И ждали ответа, будто он, такой же смертный, как все, откроет им какую-то тайну, развеет сомнения или, того более, самолично и авторитетно запретит ее, проклятую.
Шилья шли туго, словно были живыми и боялись лезть в обрушенное пространство. Дутов при подходе секретаря накинул было куртку, но теперь разгорячился и опять сбросил ее, обнажив грязное, худое тело.
По крайнему шилу наискосок полоснуло куском породы, оно задрожало, как натянутая струна, но с места не сдвинулось.
— Как твои молодожены поживают? — сменил тему разговора Клоков, обращаясь к Михеичеву. — Свадьба-то, слышно, веселая была.
— Живут… — неохотно отозвался тот.
— С квартирой что?
— Частную сняли.
— В городе с жильем еще трудности, — Егор Петрович помолчал. — Здесь, на шахте, мы бы вмиг обеспечили.
— О чем говорить… — бригадир вздохнул, поправил глазок коногонки. — В собственных хоромах жить некому.
— Ладят?
— Кто ж их знает. Они там, мы тут. Галина ездила в воскресенье. Вернулась, плачет. Что там, спрашиваю. Живут, говорит. — Он помолчал. Квартира как курятник… — Михеичев раздумал говорить о том горьком и непонятном, что происходит между Валерием и Оксаной, о чем, плача, рассказывала ему жена. Свернул в сторону, заговорил о мелочах.
— Ноне дети, оно что? — вмешался в разговор Кошкарев. — Только оперятся в родном гнезде и… пырск на сторону. Вместе с родителями жить? Да вы что!
— Они деятельности хотят, независимости. Свободы! — вступился за молодежь Клоков.
— Не скажи, секретарь, — Дутов чиркнул лучом света по его лицу. — Иных от папы с мамой силой не оторвешь. Нам с вами хорошо, и баста!
— Таких единицы, — парировал Егор Петрович. — Люди живут в достатке. Детям ни в чем не отказывают. Балуют. Мелочно опекают. Вот это как раз и надоедает им. Самостоятельно жить хотят. Без ежедневного контроля и понукания. Сами собой распоряжаться жаждут. Правильно я говорю, Виктор?

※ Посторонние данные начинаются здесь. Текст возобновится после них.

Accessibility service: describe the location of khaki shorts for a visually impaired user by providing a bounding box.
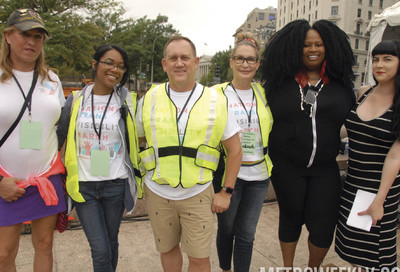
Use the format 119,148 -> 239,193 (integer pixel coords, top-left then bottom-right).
145,185 -> 214,258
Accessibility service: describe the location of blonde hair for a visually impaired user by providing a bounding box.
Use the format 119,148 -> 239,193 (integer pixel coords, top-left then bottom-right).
0,25 -> 53,82
231,32 -> 260,58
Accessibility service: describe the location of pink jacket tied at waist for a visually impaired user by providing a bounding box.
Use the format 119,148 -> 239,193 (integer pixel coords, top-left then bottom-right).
0,152 -> 65,206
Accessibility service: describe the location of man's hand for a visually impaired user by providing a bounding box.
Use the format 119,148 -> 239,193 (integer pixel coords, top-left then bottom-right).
211,190 -> 232,213
0,177 -> 25,202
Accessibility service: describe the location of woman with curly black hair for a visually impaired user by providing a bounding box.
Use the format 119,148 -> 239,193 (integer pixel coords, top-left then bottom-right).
335,41 -> 400,271
261,20 -> 355,267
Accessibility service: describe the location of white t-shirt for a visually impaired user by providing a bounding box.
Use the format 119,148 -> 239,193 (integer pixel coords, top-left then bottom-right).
0,70 -> 65,179
136,83 -> 240,200
225,85 -> 268,181
76,85 -> 129,181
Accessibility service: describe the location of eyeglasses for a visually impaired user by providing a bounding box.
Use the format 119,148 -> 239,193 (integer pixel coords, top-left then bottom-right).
99,60 -> 126,73
232,56 -> 258,65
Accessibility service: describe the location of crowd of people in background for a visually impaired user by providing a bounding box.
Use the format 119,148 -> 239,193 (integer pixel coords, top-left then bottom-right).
0,9 -> 400,272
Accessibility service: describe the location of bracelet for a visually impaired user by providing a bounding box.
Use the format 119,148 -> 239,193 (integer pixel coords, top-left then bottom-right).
221,186 -> 233,195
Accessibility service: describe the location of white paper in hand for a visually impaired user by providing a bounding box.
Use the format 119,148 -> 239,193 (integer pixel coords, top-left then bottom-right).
346,189 -> 376,231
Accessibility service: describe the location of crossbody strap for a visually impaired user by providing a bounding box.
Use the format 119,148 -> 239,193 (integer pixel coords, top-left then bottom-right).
0,71 -> 38,147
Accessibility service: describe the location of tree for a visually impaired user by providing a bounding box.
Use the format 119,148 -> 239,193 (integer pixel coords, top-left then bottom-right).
107,15 -> 178,82
0,0 -> 125,79
210,48 -> 233,82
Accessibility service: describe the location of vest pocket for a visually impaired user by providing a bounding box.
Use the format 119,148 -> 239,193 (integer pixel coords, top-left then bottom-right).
139,146 -> 156,171
194,144 -> 220,171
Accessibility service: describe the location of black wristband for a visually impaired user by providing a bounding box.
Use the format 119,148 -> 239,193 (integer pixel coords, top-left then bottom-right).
222,186 -> 233,195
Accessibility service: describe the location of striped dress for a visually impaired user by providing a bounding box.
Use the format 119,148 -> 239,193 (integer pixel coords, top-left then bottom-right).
335,88 -> 400,271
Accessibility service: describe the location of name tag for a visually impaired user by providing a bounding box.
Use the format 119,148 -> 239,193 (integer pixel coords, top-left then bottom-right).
242,131 -> 257,155
90,149 -> 110,176
19,120 -> 42,150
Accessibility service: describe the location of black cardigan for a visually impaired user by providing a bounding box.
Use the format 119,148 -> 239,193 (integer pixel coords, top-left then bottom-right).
269,79 -> 354,168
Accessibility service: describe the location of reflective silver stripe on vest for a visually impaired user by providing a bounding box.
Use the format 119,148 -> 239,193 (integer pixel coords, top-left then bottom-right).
251,84 -> 267,106
196,151 -> 219,164
142,155 -> 153,164
150,85 -> 160,178
125,92 -> 135,116
199,87 -> 218,180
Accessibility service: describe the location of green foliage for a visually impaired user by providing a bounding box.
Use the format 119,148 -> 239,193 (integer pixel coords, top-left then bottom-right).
210,48 -> 233,82
107,15 -> 178,82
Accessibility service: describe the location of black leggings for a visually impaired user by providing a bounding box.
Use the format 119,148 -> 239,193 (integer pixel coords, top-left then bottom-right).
271,164 -> 341,248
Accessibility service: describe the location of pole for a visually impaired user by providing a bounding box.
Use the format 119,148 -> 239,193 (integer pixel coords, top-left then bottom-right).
150,36 -> 160,84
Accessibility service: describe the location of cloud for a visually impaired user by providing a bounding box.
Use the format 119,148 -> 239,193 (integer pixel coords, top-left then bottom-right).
122,0 -> 278,55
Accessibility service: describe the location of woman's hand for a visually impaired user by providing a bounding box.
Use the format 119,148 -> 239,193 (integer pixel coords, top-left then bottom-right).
0,177 -> 25,202
358,200 -> 383,225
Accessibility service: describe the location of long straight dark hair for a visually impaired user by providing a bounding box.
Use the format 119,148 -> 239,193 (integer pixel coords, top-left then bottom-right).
371,40 -> 400,140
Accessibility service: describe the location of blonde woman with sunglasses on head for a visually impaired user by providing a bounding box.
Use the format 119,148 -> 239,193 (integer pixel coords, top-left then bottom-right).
214,32 -> 272,271
0,9 -> 66,272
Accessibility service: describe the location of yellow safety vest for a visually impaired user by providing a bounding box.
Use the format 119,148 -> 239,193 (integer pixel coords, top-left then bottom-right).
213,82 -> 274,177
65,91 -> 143,202
140,84 -> 228,188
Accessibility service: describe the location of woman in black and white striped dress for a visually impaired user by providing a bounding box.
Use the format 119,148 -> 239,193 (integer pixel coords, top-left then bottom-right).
335,41 -> 400,271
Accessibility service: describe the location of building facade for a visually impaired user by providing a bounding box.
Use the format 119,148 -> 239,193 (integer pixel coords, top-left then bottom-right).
276,0 -> 397,88
233,7 -> 277,47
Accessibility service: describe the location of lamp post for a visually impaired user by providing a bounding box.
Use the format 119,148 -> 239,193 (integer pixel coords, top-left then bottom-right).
150,36 -> 160,84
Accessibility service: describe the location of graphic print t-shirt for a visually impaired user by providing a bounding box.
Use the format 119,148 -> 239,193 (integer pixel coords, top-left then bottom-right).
225,85 -> 268,181
76,89 -> 128,181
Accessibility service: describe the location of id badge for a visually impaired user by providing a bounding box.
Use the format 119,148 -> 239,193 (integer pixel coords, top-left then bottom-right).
242,131 -> 257,155
19,120 -> 42,150
304,90 -> 318,105
90,149 -> 110,176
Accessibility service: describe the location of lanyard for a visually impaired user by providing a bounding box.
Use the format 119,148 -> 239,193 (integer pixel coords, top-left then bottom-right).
229,82 -> 254,128
92,89 -> 114,145
167,83 -> 197,123
13,71 -> 38,121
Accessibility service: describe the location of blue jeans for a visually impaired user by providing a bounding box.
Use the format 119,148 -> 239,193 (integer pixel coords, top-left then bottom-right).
217,178 -> 269,272
74,179 -> 127,272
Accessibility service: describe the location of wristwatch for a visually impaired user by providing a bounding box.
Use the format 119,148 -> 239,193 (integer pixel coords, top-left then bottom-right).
222,186 -> 233,195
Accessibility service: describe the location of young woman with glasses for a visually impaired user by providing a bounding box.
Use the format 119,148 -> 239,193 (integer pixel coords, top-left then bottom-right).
57,44 -> 140,271
214,32 -> 272,271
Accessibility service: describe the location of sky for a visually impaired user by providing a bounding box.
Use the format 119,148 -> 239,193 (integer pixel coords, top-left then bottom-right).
122,0 -> 278,56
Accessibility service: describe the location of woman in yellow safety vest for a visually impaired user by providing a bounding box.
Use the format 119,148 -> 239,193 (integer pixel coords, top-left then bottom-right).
57,44 -> 140,271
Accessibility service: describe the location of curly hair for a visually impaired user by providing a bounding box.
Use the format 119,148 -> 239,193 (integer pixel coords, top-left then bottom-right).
371,40 -> 400,140
261,20 -> 355,103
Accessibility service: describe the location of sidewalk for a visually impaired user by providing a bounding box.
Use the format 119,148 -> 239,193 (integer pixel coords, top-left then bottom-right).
17,202 -> 400,272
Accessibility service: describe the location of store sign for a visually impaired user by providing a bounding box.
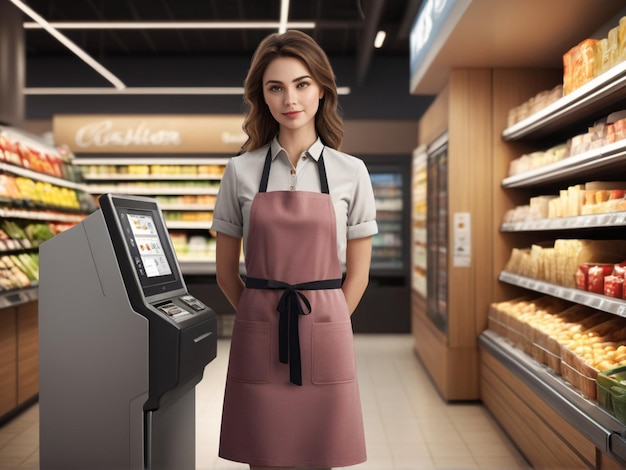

— Я из ПТУ не чаял как выскочить. Делай то, учи это, туда не ходи, там будь обязательно, — Тропинину польстило внимание партийного секретаря, и он с удовольствием говорил о себе. — А тут я сам себе хозяин.
— Д-да… — поддакнул своим мыслям Клоков. — Давно хочу тебя спросить. Ты, кажется, учился вместе с Кульковым?
— Все три года.
— Вы избрали его комсомольским секретарем. Что он за парень?
— Кульков и в ПТУ был секретарем.
— Знаю.
— Ничего парень.
— Что значит «ничего»?
— Деловой, компанейский… выступает всегда правильно…
— Это всё?
— Да нет… — Тропинин замялся.
На крайнее слева шило свалился кусок породы, оно хряснуло и с жалобным писком начало прогибаться.
— Подстрахуй! — коротко бросил Дутов и со стойкой в руках кинулся в завал.
Михеичев лихорадочно бил лагу поверх ломающегося шила. С правой стороны, там, где было забито четыре шила, дробно застучали камни. Иван торопливо загонял спасительную стойку. На почве беспорядочно валялись куски породы, и шахтер никак не мог найти для крепи надежной точки опоры. К нему метнулся Кошкарев, отбросил в сторону угловатый камень, и Дутов одним ударом всадил под оседающее шило подпорку.
Теперь трещала правая сторона. Два средних шила скрежетали концами по породе, и звук этот противно резал слух. Дерево словно молило о пощаде, звало на помощь.
— Витя, распил!..
Михеичев тянул в завал стойку. Виктор с лету разгадал замысел бригадира, схватил толстый массивный брус, поволок его к Михеичеву. Концы шильев уже визжали, из-под них по рукам, по лицу больно секло осколками породы. Подбежали Дутов и Кошкарев, вскочил Клоков, но на них зло рявкнул бригадир — мол, не мешайте дело делать, вдвоем управимся — и прогнал в безопасное место. По щеке Виктора секанула порода, он резко хлопнул ладонью по тому месту, будто его ужалила оса. На щеке была кровь.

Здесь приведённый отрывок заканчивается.